I actually want to plot some graphs based on the values and might even compare different files. So I think I will need the data within KNIME in a usable form.
Maybe I could write a new input node, which has arbitrary number of outputs? Is this possible? (I only know variable inputs)...
Otherwise I have completed the script to create multiple files and this seems to be working. Unfortunately this was easier then devising an algorithm in KNIME. An awk / gawk node might be very useful... Well, the hackathon is coming soon and maybe we can come up with a solution there...
To read in multiple files in KNIME is quite easy. If you copy all the files to a single directory, you can then use "List Files" node to get a list of all the filenames from that directory. Then connect up a "TableRow To Variable Loop Start" node, this now has all the filenames as flow variables.

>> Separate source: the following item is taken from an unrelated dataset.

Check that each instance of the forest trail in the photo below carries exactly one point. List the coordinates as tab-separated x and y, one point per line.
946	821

You can now use the "File Reader" node, by showing its variable ports, and connecting the "TableRow To Variable Loop Start" output to the variable input node of the "File Reader" node. To configure this in the "File Reader" node go to the Flow Variables tab, and choose the variable called "URL" from the dropdown list next to "DataURL". Then after this node put in a "Loop End" node. This will now load all the text files in, in one go, from the directory, is this helpful ?

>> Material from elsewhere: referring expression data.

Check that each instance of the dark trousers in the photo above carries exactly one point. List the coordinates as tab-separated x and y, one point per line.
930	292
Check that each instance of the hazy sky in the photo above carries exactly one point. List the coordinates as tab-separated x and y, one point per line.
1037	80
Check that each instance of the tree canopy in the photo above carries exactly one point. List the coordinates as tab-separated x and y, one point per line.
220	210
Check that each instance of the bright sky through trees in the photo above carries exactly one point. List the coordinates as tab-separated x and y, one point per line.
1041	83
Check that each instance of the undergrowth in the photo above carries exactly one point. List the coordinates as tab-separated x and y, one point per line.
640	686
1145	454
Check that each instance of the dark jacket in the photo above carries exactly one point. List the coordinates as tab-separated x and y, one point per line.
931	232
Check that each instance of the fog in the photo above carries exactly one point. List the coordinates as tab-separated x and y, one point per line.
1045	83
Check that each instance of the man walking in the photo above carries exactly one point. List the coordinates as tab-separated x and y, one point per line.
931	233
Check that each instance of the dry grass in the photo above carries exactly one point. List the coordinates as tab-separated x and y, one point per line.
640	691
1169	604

If the File Reader node doesnt load the files the desired way, remember you can swap it for the "Flat File Document Parser" node instead, followed by the "Document Data Extractor" node, and then do the "Loop End" node. Using this approach allows you to do more manipulations with the document too, so instead of extracting the whole lot into one cell with "Document Data Extractor" you can extract each sentence into a cell at a time with "Sentence Extractor", or filter certain terms and characters out from the range of nodes in "Text Processing/PreProcessing".
One problem with the loop over different files is that the file reader won't adjust the format (i.e. the table structure, column names etc) for each new input file. That will cause a problem...
I have now solved the problem with the awk script to create different files and then individually read in the different files (no loop). This is OK since they all have to be handled differently in the report anyways and also need different Data to Report nodes.
Though the report designer is very flexible it is still limited to very specific instances where the data has to be nearly the same. And that is actually what I want anyways. It just takes time to generate and you have to have a plan before starting. That is somehow unsatisfactory because the data is changing quite often but I guess I can live with that.
I was looking at this solution, and I noticed that as of today, the File Reader doesn’t have an option to update to the DataUrl. Do you have any additional recommendations?
This thread is more than 10 years old, so it’s likely that the solution posted has since been superseded.
It sounds like you’re interested in reading in multiple files from a directory? Please make a new thread and include as many details as possible about what you’re attempting to do.